Visigoth bishop and chronicler

John of Biclaro, Biclar, or Biclarum (c. 540 – after 621), also Iohannes Biclarensis, was a Visigothic Catholic bishop of Girona. He is best known for his chronicle covering the years 568-590.

== Life ==
Isidore of Seville tells us in his De viris Illustribus that John was born in Lusitania, in the city of Scallabis (modern Santarém in Portugal) of Gothic parents. How and when he converted to Catholicism is not known. While still a youth, John was sent to Constantinople for his education, where he resided for 17 years. Roger Collins calculates the dates of his stay there as c.562-c.579, although Kenneth Baxter Wolf provides the dates c.559-c.576 for his stay.

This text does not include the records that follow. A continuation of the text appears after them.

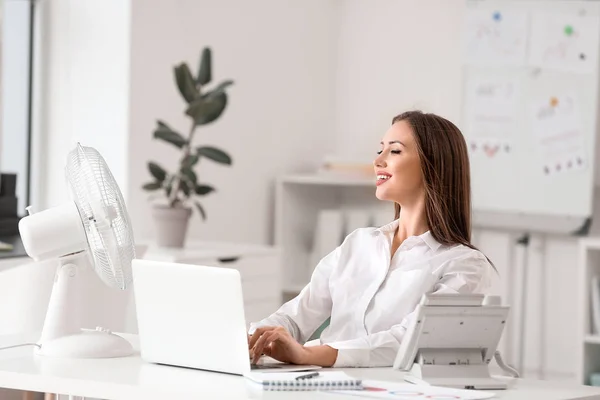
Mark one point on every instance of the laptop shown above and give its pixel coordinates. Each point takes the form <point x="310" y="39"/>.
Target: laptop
<point x="193" y="316"/>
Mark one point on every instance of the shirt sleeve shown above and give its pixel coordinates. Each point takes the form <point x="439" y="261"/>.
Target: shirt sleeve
<point x="470" y="274"/>
<point x="302" y="315"/>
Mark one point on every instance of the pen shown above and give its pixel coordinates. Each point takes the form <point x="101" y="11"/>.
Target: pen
<point x="307" y="376"/>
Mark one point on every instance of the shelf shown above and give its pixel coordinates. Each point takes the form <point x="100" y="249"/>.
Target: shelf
<point x="330" y="179"/>
<point x="592" y="339"/>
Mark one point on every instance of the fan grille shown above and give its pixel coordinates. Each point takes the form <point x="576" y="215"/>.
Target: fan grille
<point x="103" y="214"/>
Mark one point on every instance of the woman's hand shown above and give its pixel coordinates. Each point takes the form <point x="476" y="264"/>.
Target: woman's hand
<point x="276" y="342"/>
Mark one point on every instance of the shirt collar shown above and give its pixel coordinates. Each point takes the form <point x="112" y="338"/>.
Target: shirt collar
<point x="426" y="237"/>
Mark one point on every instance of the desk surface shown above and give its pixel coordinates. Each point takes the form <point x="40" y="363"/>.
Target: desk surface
<point x="131" y="378"/>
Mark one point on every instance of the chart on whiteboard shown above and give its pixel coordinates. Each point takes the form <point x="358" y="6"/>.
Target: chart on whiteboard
<point x="490" y="124"/>
<point x="564" y="43"/>
<point x="495" y="37"/>
<point x="557" y="134"/>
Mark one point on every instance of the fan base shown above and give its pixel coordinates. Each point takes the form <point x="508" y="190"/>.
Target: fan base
<point x="99" y="343"/>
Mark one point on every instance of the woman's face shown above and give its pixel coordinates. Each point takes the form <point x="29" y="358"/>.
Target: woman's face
<point x="398" y="167"/>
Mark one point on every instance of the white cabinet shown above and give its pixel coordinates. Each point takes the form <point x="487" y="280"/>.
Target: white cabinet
<point x="589" y="340"/>
<point x="259" y="267"/>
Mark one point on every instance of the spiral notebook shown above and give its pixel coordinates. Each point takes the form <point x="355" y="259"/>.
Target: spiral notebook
<point x="329" y="380"/>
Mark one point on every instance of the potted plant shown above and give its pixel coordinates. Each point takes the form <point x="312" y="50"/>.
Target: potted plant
<point x="183" y="187"/>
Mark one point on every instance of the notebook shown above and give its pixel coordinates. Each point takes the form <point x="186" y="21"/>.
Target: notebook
<point x="328" y="380"/>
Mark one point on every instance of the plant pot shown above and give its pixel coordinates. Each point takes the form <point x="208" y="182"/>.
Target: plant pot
<point x="171" y="225"/>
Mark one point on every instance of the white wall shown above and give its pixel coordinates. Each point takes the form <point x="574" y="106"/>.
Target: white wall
<point x="281" y="56"/>
<point x="14" y="85"/>
<point x="83" y="89"/>
<point x="396" y="56"/>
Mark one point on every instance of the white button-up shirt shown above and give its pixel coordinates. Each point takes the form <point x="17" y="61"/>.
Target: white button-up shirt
<point x="371" y="296"/>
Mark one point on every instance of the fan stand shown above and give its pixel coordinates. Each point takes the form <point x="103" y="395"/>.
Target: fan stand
<point x="62" y="335"/>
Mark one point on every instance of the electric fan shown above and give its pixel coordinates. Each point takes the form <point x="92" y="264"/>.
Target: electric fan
<point x="92" y="230"/>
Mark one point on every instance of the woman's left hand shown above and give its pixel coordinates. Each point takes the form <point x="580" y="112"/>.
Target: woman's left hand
<point x="276" y="342"/>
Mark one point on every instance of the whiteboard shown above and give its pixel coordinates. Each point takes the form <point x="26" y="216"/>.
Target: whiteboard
<point x="529" y="111"/>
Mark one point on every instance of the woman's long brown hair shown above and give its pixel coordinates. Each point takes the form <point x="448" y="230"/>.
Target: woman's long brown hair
<point x="446" y="175"/>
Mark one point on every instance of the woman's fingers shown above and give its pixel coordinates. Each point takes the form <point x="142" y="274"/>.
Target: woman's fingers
<point x="258" y="348"/>
<point x="257" y="334"/>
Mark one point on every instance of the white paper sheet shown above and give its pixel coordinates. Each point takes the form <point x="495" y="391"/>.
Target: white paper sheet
<point x="496" y="37"/>
<point x="558" y="137"/>
<point x="491" y="115"/>
<point x="409" y="391"/>
<point x="563" y="42"/>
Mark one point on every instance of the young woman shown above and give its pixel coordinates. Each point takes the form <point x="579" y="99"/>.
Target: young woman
<point x="370" y="285"/>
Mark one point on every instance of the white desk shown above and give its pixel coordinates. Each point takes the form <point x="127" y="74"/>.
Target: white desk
<point x="132" y="379"/>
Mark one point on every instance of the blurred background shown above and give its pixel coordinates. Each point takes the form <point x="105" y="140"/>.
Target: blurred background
<point x="280" y="160"/>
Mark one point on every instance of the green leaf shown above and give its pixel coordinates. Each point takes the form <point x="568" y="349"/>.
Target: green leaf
<point x="190" y="161"/>
<point x="214" y="154"/>
<point x="185" y="83"/>
<point x="205" y="69"/>
<point x="183" y="185"/>
<point x="191" y="175"/>
<point x="157" y="171"/>
<point x="205" y="110"/>
<point x="169" y="186"/>
<point x="218" y="89"/>
<point x="167" y="134"/>
<point x="152" y="186"/>
<point x="202" y="190"/>
<point x="201" y="210"/>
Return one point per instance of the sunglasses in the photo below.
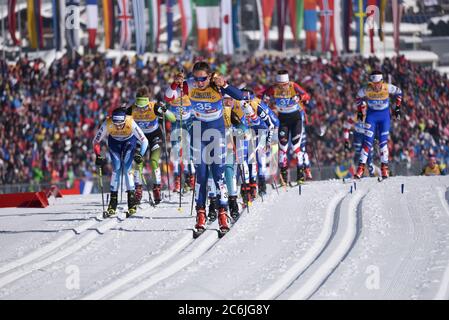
(200, 79)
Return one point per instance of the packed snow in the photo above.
(324, 242)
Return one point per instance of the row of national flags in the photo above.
(127, 23)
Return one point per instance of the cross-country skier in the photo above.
(187, 164)
(145, 113)
(205, 91)
(123, 133)
(357, 126)
(377, 97)
(288, 98)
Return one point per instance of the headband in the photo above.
(282, 78)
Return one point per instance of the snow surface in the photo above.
(325, 243)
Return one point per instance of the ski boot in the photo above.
(384, 170)
(253, 191)
(245, 193)
(300, 178)
(360, 170)
(200, 226)
(213, 209)
(177, 187)
(262, 185)
(234, 207)
(371, 170)
(132, 205)
(223, 222)
(191, 181)
(112, 208)
(157, 193)
(308, 173)
(284, 176)
(138, 193)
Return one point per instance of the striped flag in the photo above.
(124, 18)
(59, 24)
(299, 17)
(235, 22)
(34, 24)
(310, 24)
(382, 4)
(267, 12)
(226, 27)
(139, 25)
(185, 6)
(347, 20)
(154, 7)
(169, 10)
(108, 18)
(327, 24)
(338, 34)
(360, 17)
(397, 16)
(12, 21)
(92, 21)
(208, 23)
(72, 23)
(282, 17)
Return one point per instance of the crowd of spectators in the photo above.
(50, 113)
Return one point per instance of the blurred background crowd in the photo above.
(49, 114)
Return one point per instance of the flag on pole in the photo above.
(360, 16)
(282, 17)
(59, 24)
(382, 4)
(154, 7)
(235, 21)
(347, 20)
(108, 18)
(267, 12)
(34, 23)
(124, 18)
(12, 21)
(299, 17)
(72, 23)
(169, 10)
(338, 34)
(92, 21)
(226, 27)
(139, 25)
(327, 24)
(208, 23)
(310, 24)
(397, 16)
(185, 6)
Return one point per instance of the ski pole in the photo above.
(193, 198)
(166, 156)
(142, 177)
(100, 176)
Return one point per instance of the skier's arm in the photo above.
(171, 93)
(101, 134)
(396, 92)
(301, 92)
(232, 91)
(138, 133)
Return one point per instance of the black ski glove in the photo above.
(100, 161)
(138, 158)
(397, 112)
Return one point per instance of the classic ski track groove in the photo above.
(310, 256)
(198, 247)
(325, 262)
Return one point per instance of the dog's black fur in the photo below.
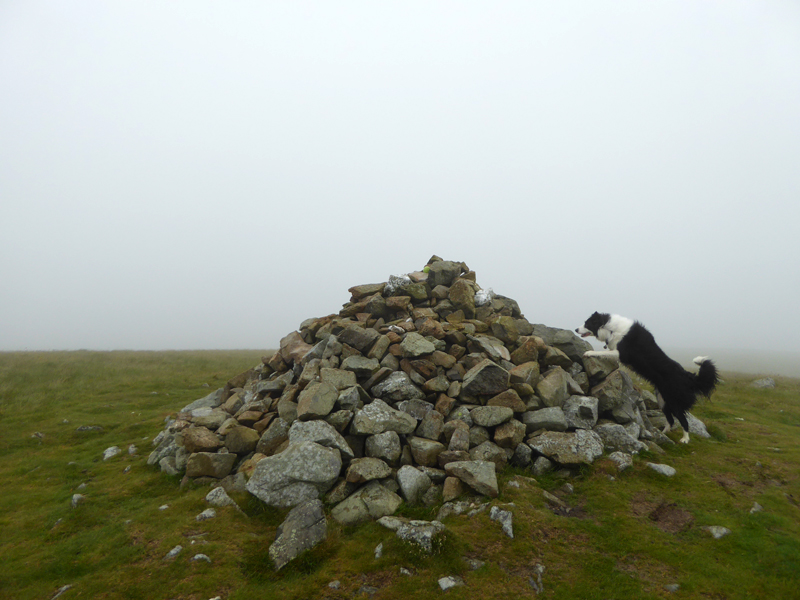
(676, 387)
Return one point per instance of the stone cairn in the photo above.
(420, 389)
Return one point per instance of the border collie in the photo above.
(634, 346)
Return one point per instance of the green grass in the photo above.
(113, 545)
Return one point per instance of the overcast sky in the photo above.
(180, 175)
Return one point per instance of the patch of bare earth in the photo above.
(667, 516)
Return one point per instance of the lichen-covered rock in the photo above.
(304, 471)
(580, 447)
(304, 527)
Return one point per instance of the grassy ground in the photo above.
(626, 535)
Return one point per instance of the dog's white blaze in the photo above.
(614, 330)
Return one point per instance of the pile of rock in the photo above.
(419, 389)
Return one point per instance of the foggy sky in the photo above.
(208, 175)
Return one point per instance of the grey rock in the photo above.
(764, 383)
(397, 387)
(479, 475)
(378, 417)
(485, 379)
(207, 514)
(213, 400)
(304, 471)
(581, 412)
(316, 400)
(303, 529)
(553, 387)
(665, 470)
(274, 435)
(366, 469)
(111, 452)
(421, 533)
(322, 433)
(490, 416)
(449, 582)
(615, 437)
(219, 497)
(551, 418)
(614, 391)
(360, 365)
(505, 518)
(717, 532)
(563, 339)
(413, 483)
(370, 502)
(209, 464)
(622, 460)
(385, 446)
(414, 345)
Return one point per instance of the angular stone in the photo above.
(414, 345)
(552, 389)
(385, 446)
(614, 391)
(413, 483)
(509, 398)
(316, 401)
(210, 464)
(581, 412)
(200, 439)
(490, 452)
(563, 339)
(462, 295)
(616, 438)
(366, 469)
(293, 348)
(479, 475)
(485, 379)
(509, 434)
(304, 527)
(431, 425)
(360, 365)
(274, 435)
(490, 416)
(378, 417)
(358, 337)
(339, 378)
(242, 440)
(322, 433)
(551, 419)
(304, 471)
(424, 451)
(505, 329)
(581, 447)
(396, 388)
(443, 272)
(372, 501)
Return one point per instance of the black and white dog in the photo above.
(634, 346)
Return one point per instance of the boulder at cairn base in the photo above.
(304, 471)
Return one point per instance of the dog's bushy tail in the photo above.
(707, 377)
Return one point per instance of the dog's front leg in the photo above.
(602, 354)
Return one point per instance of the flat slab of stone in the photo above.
(304, 471)
(480, 475)
(304, 527)
(580, 447)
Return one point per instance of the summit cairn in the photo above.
(421, 385)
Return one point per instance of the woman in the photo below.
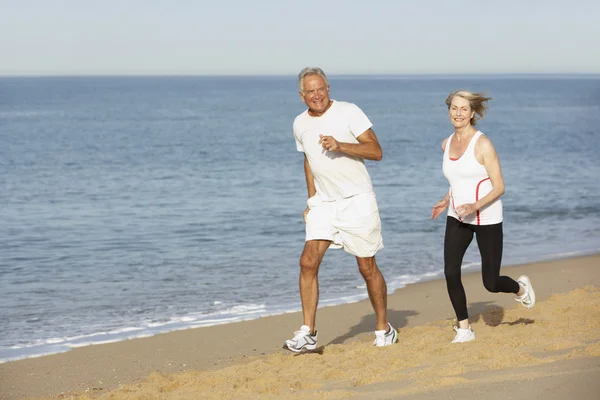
(473, 170)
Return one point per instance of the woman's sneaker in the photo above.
(528, 297)
(386, 338)
(463, 335)
(302, 340)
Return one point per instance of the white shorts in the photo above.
(352, 223)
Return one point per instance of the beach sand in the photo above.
(549, 352)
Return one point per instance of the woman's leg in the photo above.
(490, 240)
(456, 241)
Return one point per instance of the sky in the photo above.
(266, 37)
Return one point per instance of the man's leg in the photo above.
(376, 288)
(311, 258)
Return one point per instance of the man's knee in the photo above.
(367, 266)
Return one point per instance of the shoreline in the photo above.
(137, 332)
(106, 366)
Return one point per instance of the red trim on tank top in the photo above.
(477, 198)
(454, 208)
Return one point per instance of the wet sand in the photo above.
(551, 351)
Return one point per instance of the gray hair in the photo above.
(310, 71)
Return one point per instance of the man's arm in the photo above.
(310, 179)
(368, 146)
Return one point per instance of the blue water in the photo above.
(133, 206)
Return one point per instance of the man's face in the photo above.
(315, 94)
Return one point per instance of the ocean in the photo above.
(132, 206)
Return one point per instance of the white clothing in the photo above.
(352, 223)
(337, 176)
(469, 182)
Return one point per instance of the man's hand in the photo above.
(329, 143)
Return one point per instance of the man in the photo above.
(341, 210)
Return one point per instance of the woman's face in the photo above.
(460, 112)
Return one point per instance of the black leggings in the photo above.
(490, 240)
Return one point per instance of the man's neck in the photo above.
(312, 113)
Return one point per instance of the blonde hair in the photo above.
(477, 102)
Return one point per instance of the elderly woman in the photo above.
(471, 165)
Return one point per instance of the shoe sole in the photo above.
(308, 347)
(464, 341)
(527, 281)
(394, 340)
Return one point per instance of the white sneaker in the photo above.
(383, 338)
(527, 298)
(302, 340)
(463, 335)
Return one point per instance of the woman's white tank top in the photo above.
(469, 182)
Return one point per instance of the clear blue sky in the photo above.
(74, 37)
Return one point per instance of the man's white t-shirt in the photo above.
(337, 176)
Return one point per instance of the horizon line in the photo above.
(266, 75)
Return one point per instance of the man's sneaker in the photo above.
(383, 338)
(528, 297)
(302, 340)
(463, 335)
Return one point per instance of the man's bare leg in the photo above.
(311, 258)
(377, 289)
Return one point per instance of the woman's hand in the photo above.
(439, 207)
(466, 209)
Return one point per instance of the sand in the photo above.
(550, 352)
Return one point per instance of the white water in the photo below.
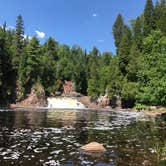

Upon his return, John was exiled by the Visigothic king to Barcelona for ten years. Isidore of Seville ascribes this to his refusal to join the Arian Church of the Visigothic realm in Hispania. Modern historians note that other contemporary Iberian sources, including John's own Chronicle do not attest a Visigothic campaign of persecution of Catholics until the revolt of Hermenegild divided Visigothic loyalties. The Visigothic persecutions of dissenters and Jews may be a more recent Catholic myth. Indeed, John wrote that, in 578, "Leovigild had peace to reside with his own people."

Another possible reason for John's detention was his lengthy stay at Constantinople, with the possibility that he might be a spy for the Byzantine governors in the far south of Iberia. An enforced stay in Barcelona certainly put him out of possible treasonous contact with the Byzantines. John does imply that Arians received favorable treatment under Leovigild. At the Arian council convened by Leovigild in 580, his proposal to make conversion from Catholicism to Arianism a simple ritual was adopted, dropping the need for re-baptism and requiring "only the imposition of hands and the receiving of communion."

Following King Reccared I commanded his kingdom to embrace Catholicism, John was recalled from exile in 589. He founded a monastery at Biclar, possibly near Tarraconensis, for which he composed a Rule that has since been lost. At some point between 589 and 592 he was ordained bishop of Girona. As bishop he signed the acts of the synods of II Saragossa (592), of Toledo (597), of Barcelona (599), and likely those of Egara (Municipium Flavium Egara) (614).

A bishop of Girona known as Johannes Gerundensis ("John of Girona") seems to have been a successor of the chronicler, though some have identified him with the chronicler.

== Writings ==
Isidore reports that John of Biclaro wrote a number of works, although his only surviving work is his Chronicle. It is believed he completed this chronicle soon after its last entry, 590. It was intended to be a continuation of the chronicle of Victor of Tunnuna, in Africa (Chronicon continuans Victorem Tunnunensem), although "there is little to connect the two, apart from John's point of departure (567) and his use of emperors rather than the consuls as chronological signposts." For example, where Victor concentrated on matters of the church, John provided a balanced account of both sacred and secular affairs. Also significant is John's admiration for the Visigothic rulers, both Arian and Catholic. He makes the effort "of transferring the symbolism traditionally associated with the Christian Roman emperors" to these Gothic rulers.

John of Biclaro's Chronicle was first printed by H. Canisius (Ingolstadt, 1600). Mommsen has edited the Chronicle as part of the Monumenta Germaniae Historica, Auctores antiquissimi, XI (1893), pp. 211-220. A more recent edition can be found in J. Campos, Juan de Biclaro, Obisclaro de Gerona (Madrid, 1960).

Three other chronicles cover parts of the Visigothic rule of Hispania: the bishop Hydatius, bishop Isidore of Seville, and the fragmentary Chronicle of Saragossa.